>>24828111
I think this is all very sound advice. Even if it's not eternal dogmatic truth, it will lead to better writing than trying to force prose into a sort of VR experience that invites readers into your beautiful mind palace. Amateur writing always feels like a desperate attempt to communicate 'the movie in your head', instead of focusing on the words on the page. But!
>I've read far too much prose that made me think "can we move on already?" This is especially true with older novels.

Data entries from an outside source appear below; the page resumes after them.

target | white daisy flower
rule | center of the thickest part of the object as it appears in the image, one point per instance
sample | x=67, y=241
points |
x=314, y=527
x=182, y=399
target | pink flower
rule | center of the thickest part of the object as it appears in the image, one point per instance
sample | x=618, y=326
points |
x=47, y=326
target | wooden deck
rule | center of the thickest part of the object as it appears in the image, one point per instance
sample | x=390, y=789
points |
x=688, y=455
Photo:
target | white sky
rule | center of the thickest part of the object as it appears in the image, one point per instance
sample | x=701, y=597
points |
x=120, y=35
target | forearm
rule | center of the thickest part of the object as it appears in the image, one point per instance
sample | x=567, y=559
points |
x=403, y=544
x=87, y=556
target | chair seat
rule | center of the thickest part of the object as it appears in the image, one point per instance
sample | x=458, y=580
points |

I think older novels are the exception to what you're saying (as long as you can project yourself into the context of the people who originally read them). The literary theorist Frederic Jameson talks about a Balzac story that begins with a lengthy, detailed description of a nice house - no characters, no plot, just house facts. He makes the point that, today, a similar description would usually be given only through a character's eyes, as a description of what the house means to them emotionally, what memories it recalls. But in the early 19thC when Balzac was writing (says Jameson), because society was more coherent and communal, and people's experiences and desires more similar, it was as if that description already *was* being filtered through a character's eyes - the eyes of the collective consciousness of French middle-class society. They were all on the same page, and when Balzac fantasises about a neat garden or a cosy kitchen or whatever, his readers would have shared in the fantasy, felt the words evoke the same desires, and recalled the same struggles for prosperity in the recent past of their society. Whereas today, if a /wg/ anon gives us lengthy paragraphs of scene description, the raindrops dripping from the trees etc., it feels as remote from us as if they were describing the different varieties of half-elf in their private worldbuilding project.